Al fine di semplificare l'installazione di reti di comunicazione elettronica ad alta velocità e stabilire i requisiti minimi relativi alle opere civili e all...

15/03/2016
© Riproduzione riservata
Banda larga, in Gazzetta il decreto con i requisiti minimi per opere civili e infrastrutture fisiche

Al fine di semplificare l'installazione di reti di comunicazione elettronica ad alta velocità e stabilire i requisiti minimi relativi alle opere civili e alle infrastrutture fisiche, è stato pubblicato sulla Gazzetta Ufficiale n. 57 del 9 marzo 2016 il Decreto Legislativo 15 febbraio 2016, n. 33 recante "Attuazione della direttiva 2014/61/UE del Parlamento europeo e del Consiglio, del 15 maggio 2014, recante misure volte a ridurre i costi dell'installazione di reti di comunicazione elettronica ad alta velocità", entrato in vigore il giorno stesso di pubblicazione in Gazzetta.

Il decreto, in attuazione della direttiva 2014/61/UE, definisce norme volte a facilitare l'installazione di reti di comunicazione elettronica ad alta velocità promuovendo l'uso condiviso dell'infrastruttura fisica esistente e consentendo un dispiegamento più efficiente di infrastrutture fisiche nuove, in modo da abbattere i costi dell'installazione di tali reti. Stabilisce, inoltre, per le suddette finalità, requisiti minimi relativi alle opere civili e alle infrastrutture fisiche.

Istituzione del Sistema informativo nazionale federato delle infrastrutture

Per facilitare l'installazione di reti di comunicazione elettronica ad alta velocità, è prevista la mappatura delle reti di comunicazione elettronica veloci esistenti e di ogni altra infrastruttura fisica funzionale ad ospitarle, presente nel territorio nazionale. Entro il 30 aprile 2016, Il Ministero dello sviluppo economico, sentita la Conferenza unificata e l'Agenzia per l'Italia Digitale (AgID), stabilisce le regole tecniche per la definizione del contenuto del Sistema informativo nazionale federato delle infrastrutture (SINFI), le modalità di prima costituzione, di raccolta, di inserimento e di consultazione dei dati, nonché le regole per il successivo aggiornamento, lo scambio e la pubblicità dei dati territoriali detenuti dalle singole amministrazioni competenti, dagli altri operatori di rete e da ogni proprietario o gestore di infrastrutture fisiche funzionali ad ospitare reti di comunicazione elettronica.

I gestori di infrastruttura fisica e gli operatori di rete, in caso di realizzazione, manutenzione straordinaria sostituzione o completamento della infrastruttura, hanno l'obbligo di comunicare i dati relativi all'apertura del cantiere, al SINFI, con un anticipo di almeno 90 giorni salvo si tratti di interventi emergenziali.

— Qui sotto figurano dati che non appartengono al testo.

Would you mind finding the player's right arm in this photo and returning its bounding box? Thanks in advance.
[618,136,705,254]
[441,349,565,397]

Devono altresì mettere a disposizione le seguenti informazioni minime riguardanti le opere di genio civile, in corso o programmate, relative alla loro infrastruttura fisica per le quali è stata rilasciata un'autorizzazione, è in corso una procedura di concessione dell'autorizzazione oppure si prevede di presentare per la prima volta una domanda di autorizzazione alle autorità competenti entro i sei mesi successivi:

  • l'ubicazione e il tipo di opere;
  • gli elementi di rete interessati;
  • la data prevista di inizio dei lavori e la loro durata;
  • un punto di contatto.

Il SINFI, quale sportello unico telematico pubblica tutte le informazioni utili relative alle condizioni e alle procedure applicabili al rilascio di autorizzazioni per le opere, anche di genio civile, necessarie ai fini dell'installazione di elementi di reti di comunicazione elettronica ad alta velocità. Esso fornisce altresì agli operatori di rete che vi abbiano interesse e che inoltrino domanda in via telematica, informazioni su:

  • ubicazione tracciato;
  • tipo ed uso attuale dell'infrastruttura;
  • punto di contatto.

Nelle more della piena operatività del SINFI, e comunque sino al 1° gennaio 2017, gli operatori di rete possono rivolgersi, ai fini dell'ottenimento delle informazioni minime, direttamente ai gestori delle infrastrutture fisiche e agli operatori di rete.